Unfortunately, recent research has unveiled the vulnerability of NRMs to
adversarial document manipulations, potentially exploited by malicious search
engine optimization practitioners. While progress in adversarial attack
strategies aids in identifying the potential weaknesses of NRMs before their
deployment, the defensive measures against such attacks, like the detection of
adversarial documents, remain inadequately explored. To mitigate this gap, this
paper establishes a benchmark dataset to facilitate the investigation of
adversarial ranking defense and introduces two types of detection tasks for
adversarial documents.
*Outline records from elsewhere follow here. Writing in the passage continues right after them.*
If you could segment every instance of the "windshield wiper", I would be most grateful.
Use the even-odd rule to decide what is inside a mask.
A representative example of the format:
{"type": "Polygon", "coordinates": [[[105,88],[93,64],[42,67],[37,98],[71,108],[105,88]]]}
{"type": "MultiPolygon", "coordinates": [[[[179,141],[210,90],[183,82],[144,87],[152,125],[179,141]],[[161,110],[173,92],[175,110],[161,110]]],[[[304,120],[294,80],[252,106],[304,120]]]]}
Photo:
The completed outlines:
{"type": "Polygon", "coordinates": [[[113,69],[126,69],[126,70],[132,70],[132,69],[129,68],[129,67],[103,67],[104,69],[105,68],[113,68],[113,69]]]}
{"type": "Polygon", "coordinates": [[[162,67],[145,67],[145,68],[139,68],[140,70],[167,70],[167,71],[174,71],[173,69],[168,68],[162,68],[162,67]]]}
A comprehensive investigation of the performance of
several detection baselines is conducted, which involve examining the
spamicity, perplexity, and linguistic acceptability, and utilizing supervised
classifiers. Experimental results demonstrate that a supervised classifier can
effectively mitigate known attacks, but it performs poorly against unseen
attacks. Furthermore, such classifier should avoid using query text to prevent
learning the classification on relevance, as it might lead to the inadvertent
discarding of relevant documents.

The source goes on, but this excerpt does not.